Messenger Bots…The Good, The Bad & The Ugly

No it's not 1984…It's Messenger Bots…

Online messaging platforms such as Facebook Messenger, WhatsApp, Telegram, Skype and Slack have largely replaced the need to ever text anyone in real life.

Messenger Bots

Just recently I was having some building work done on one of my properties. My initial interaction with the builder was by text. But on completion of the work, he sent me some photos over WhatsApp. So now we communicate on WhatsApp! Will I ever text him again? Doubt it. The WhatsApp Rubicon has been crossed.

So broadly speaking, you probably ARE already ‘doing’ messenger marketing in some form in your business. If you ever message a customer or prospect via Facebook or WhatsApp, that counts. So Messenger marketing DOES have a role to play in your marketing communications.

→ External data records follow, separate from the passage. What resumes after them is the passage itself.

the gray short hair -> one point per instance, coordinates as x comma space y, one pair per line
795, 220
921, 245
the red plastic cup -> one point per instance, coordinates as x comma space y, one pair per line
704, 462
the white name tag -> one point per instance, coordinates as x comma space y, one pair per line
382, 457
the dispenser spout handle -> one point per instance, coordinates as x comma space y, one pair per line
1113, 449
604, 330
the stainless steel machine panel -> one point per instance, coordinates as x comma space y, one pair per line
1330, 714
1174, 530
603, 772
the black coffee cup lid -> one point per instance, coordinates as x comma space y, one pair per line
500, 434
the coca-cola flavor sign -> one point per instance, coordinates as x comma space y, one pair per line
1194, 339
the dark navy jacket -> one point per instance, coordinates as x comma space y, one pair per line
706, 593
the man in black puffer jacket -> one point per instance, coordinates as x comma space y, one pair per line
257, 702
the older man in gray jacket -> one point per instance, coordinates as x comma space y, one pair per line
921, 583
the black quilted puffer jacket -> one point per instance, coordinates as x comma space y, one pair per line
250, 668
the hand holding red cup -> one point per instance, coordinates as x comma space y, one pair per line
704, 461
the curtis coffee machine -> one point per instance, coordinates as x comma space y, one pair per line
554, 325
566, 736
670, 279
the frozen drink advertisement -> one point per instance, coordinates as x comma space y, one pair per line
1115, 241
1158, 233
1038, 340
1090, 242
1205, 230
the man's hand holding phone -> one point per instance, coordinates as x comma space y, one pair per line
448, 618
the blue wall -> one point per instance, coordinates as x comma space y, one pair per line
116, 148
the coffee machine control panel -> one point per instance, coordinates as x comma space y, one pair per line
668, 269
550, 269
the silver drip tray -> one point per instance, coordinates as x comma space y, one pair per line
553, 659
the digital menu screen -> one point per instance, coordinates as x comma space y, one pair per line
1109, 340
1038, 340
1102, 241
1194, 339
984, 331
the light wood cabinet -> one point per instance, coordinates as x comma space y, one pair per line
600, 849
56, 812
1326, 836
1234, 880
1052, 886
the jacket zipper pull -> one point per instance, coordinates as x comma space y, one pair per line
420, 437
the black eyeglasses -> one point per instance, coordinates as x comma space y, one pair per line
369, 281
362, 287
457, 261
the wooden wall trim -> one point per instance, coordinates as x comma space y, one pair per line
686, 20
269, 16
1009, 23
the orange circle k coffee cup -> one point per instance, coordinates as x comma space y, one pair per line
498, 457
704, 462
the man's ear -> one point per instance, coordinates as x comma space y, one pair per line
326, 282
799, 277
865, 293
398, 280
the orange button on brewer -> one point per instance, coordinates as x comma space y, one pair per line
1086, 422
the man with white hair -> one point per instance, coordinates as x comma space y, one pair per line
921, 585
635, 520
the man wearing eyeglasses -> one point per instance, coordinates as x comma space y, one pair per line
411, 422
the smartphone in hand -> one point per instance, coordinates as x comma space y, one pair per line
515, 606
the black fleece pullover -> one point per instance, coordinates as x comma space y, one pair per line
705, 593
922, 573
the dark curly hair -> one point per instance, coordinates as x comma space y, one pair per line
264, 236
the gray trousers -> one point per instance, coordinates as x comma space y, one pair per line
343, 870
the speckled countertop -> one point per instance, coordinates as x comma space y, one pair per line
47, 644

But what role should it play, and should it replace any other channels?

A few years back, a high profile marketer I follow announced he was shutting down his email list in favour of Facebook Messenger. Within 3 months, he was back in my email inbox again!

Why? Well he never said. But my guess is that email is better suited to longer messages to people who better know you. Messenger is better suited to shorter interactive messages to people who have just found you online, and have specific questions they want answers to.

Email is for nurturing, educating and selling. Messenger is ideal for customer service updates and reminders.

What Are Messenger Bots

So email and Messenger are broadly speaking, different beasts. But how about SMS? Should you abandon SMS in favour of Messenger?

Generally the answer is no.

Let’s say you are running a webinar. You need to remind registrants when their session is about to start. You then need to follow up with attendees to send them the order form link.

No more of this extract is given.